Der komplette Name der Ausstellung lautet: „Wandlungen – Mutations, deutsch-französische Erkundungen auf dem Hartmannsweilerkopf“. Fotografiert haben Tobias Kern und Nathalie Savey. Beide sind höchst renommiert. Kern wurde in Meßkirch geboren, lebt jedoch in Köln. Savey ist Straßburgerin. Verbindliche Vorgaben bekamen die Künstler nicht. Die Auftraggeber, der Landkreis Sigmaringen und der beim Hartmannsweilerkopf gelegene elsässische Gemeindeverband ThannSennheim (Cernay), wollten nur in irgendeiner Form die Kriegsnarben des Hartmannsweilerkopfes für eine Fotoserie festgehalten wissen.

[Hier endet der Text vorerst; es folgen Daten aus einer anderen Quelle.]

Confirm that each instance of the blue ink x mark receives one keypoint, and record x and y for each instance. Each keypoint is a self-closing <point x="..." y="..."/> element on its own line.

Zwei unterschiedliche Ansätze
Im Meßkircher Schloss lässt sich besichtigen, wie jeder auf seine Art dem sehr freien Auftrag gerecht wurde. Beide nutzten Schwarz-WeißAufnahmen. Alle Bilder sind Handabzüge. „Es sind aber verschiedene Perspektiven, die sich die Fotokünstler zu eigen machten“, sagt Edwin Ernst Weber. Der Kreisarchivdirektor sowie Leiter des Stabsbereiches Kultur und Archiv beim Landratsamt Sigmaringen ist auch Leiter der Kreisgalerie Schloss Meßkirch. Er hat die Ausstellung kuratiert.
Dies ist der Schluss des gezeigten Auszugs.